Flu shot is No. 1 way to prevent illness
Islanders are urged to get their flu shot as flu season on Prince Edward Island nears.
Throughout October 52,000 doses of influenza vaccine will be delivered in various shipments to immunizers. Influenza season typically begins in Prince Edward Island in December.
“A flu shot is safe, free to many Islanders, and the number one way to prevent getting the flu and its complications,” said Health and Wellness Minister Robert Henderson. “When you get your flu shot, you protect yourself, your family, and your community.”
The vaccine is provided free of charge by the Department of Health and Wellness. The following groups are not charged an administration fee when receiving the flu shot at the Health PEI Public Immunization Clinics, pharmacy or physician/nurse practitioner offices:
• children 6-59 months;
• individuals age 65 and over;
• pregnant women and household contacts of pregnant women; and
• individuals who identify as Aboriginal.
Islanders not in the above groups may be charged an administration fee. The fee is $7 at all Health PEI Public Immunization Clinics. Physicians and pharmacists may set their own fee.
“Everyone over the age of six months should get the flu vaccine every year,” said Chief Public Health Officer Dr. Heather Morrison. “Besides getting immunized, other preventative measures include washing your hands often, coughing or sneezing into a tissue or your sleeve, avoiding touching your face, and if you do get sick, stay home for the sake and health of others.”
Clinics will start on October 11; call 1-855-354-4358 (4FLU) to book an appointment at one of the Health PEI Influenza Immunization Clinics across the province. Islanders can also contact local pharmacists, family physicians or nurse practitioners to ask about getting a flu shot.
For more information, visit Health PEI Fluclinics.
Why get vaccinated against influenza ?
Seasonal influenza (flu) is a highly contagious virus. Even healthy people can get very sick from the flu and spread it to others. Vaccination is the single most effective way to reduce the impact of influenza. When you get your flu shot, you protect yourself, your family and your community.
The flu can lead to serious complications for individuals with pre-existing illness (cancer, COPD or asthma), the very young and the elderly. Complications may include pneumonia, hospitalization, and death.
What is the flu shot?
The World Health Organization (WHO) determines the most likely flu virus strains to be circulating in the upcoming flu season. The vaccine is then manufactured to protect against these strains. Because the flu shot contains particles of inactivated (dead) flu virus, you cannot get influenza from the flu shot.
This year's flu shot will offer protection against four strains of influenza viruses specified by the World Health Organization: A/California/7/2009 (H1N1)pdm09-like strain, A/Hong Kong/4801/2014 (H3N2)-like strain, B/Phuket/3073/2013-like strain (Yamagata lineage)–and B/Brisbane/60/2008-like strain (Victoria Lineage).
How does it work?
The flu shot strengthens your immune system against up to four strains of influenza virus circulating in the community. It does this by stimulating your immune system to build up antibodies against the viruses, making it stronger so that it’s ready to fight off the illness before it starts.
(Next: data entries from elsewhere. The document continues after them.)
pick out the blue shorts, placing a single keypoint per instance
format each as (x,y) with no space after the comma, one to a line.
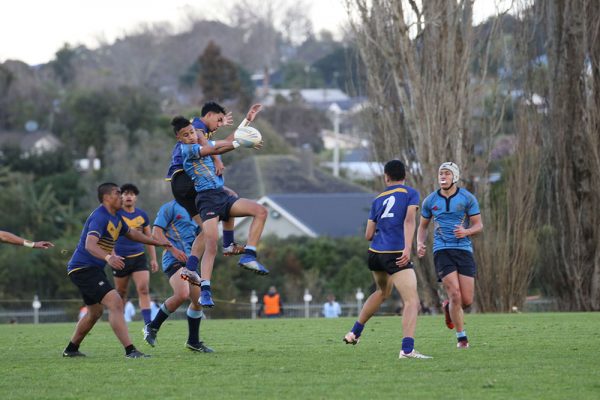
(214,203)
(450,260)
(92,284)
(386,262)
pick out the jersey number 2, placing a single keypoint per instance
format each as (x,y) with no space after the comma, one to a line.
(388,203)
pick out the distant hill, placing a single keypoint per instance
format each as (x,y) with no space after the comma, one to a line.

Why should I get it early in the season?
Getting your flu shot early in the season lets your immune system build up antibodies sooner, so it’s ready when flu season starts. It can take up to two weeks for antibodies to build up after you get the shot.
Who should get it?
The flu shot is recommended for everyone over six months of age. It’s especially important for:
• people with weakened immune systems
• those who have a chronic illness, including asthma or are morbidly obese
• residents of long term care
• young children
• pregnant women
• those aged 65 and over
• people who identify as Aboriginal
• anyone who takes care of people in these groups
What are the potential side effects?
The most common side effect from a flu shot is soreness at the injection site. It is usually temporary and rarely interferes with normal activities.
What are the symptoms of Influenza?
Influenza symptoms can include sudden onset of fever, headache, muscle pain, runny nose, sore throat, extreme tiredness, and cough. Children may also experience nausea, vomiting, or diarrhea. Symptoms can begin about one to four days after a person is first exposed to the influenza virus. Fever and other symptoms may last up to seven to ten days, with the cough and weakness lasting up to two more weeks.
Where can Islanders receive the flu shot?
• Health PEI Public Health Nursing clinics
• Family physicians and pharmacists may administer the flu shot – check with your doctor or pharmacy for details.
Who receives the flu shot without paying an administration charge?
• There is no charge for the vaccine itself.
• Islanders who are at higher risk of complications from influenza are not charged an administration fee when receiving the flu shot at the HPEI Public Immunization Clinics, pharmacy or physician/nurse practitioner offices
• Children 6-59 months
• Individuals age 65 and over
• Pregnant women and household contacts of pregnant women
• Individuals who identify as Aboriginal
Others may be charged an administration fee. The fee is $7 at all Health PEI Public Immunization Clinics. Physicians and pharmacists may set their own fee.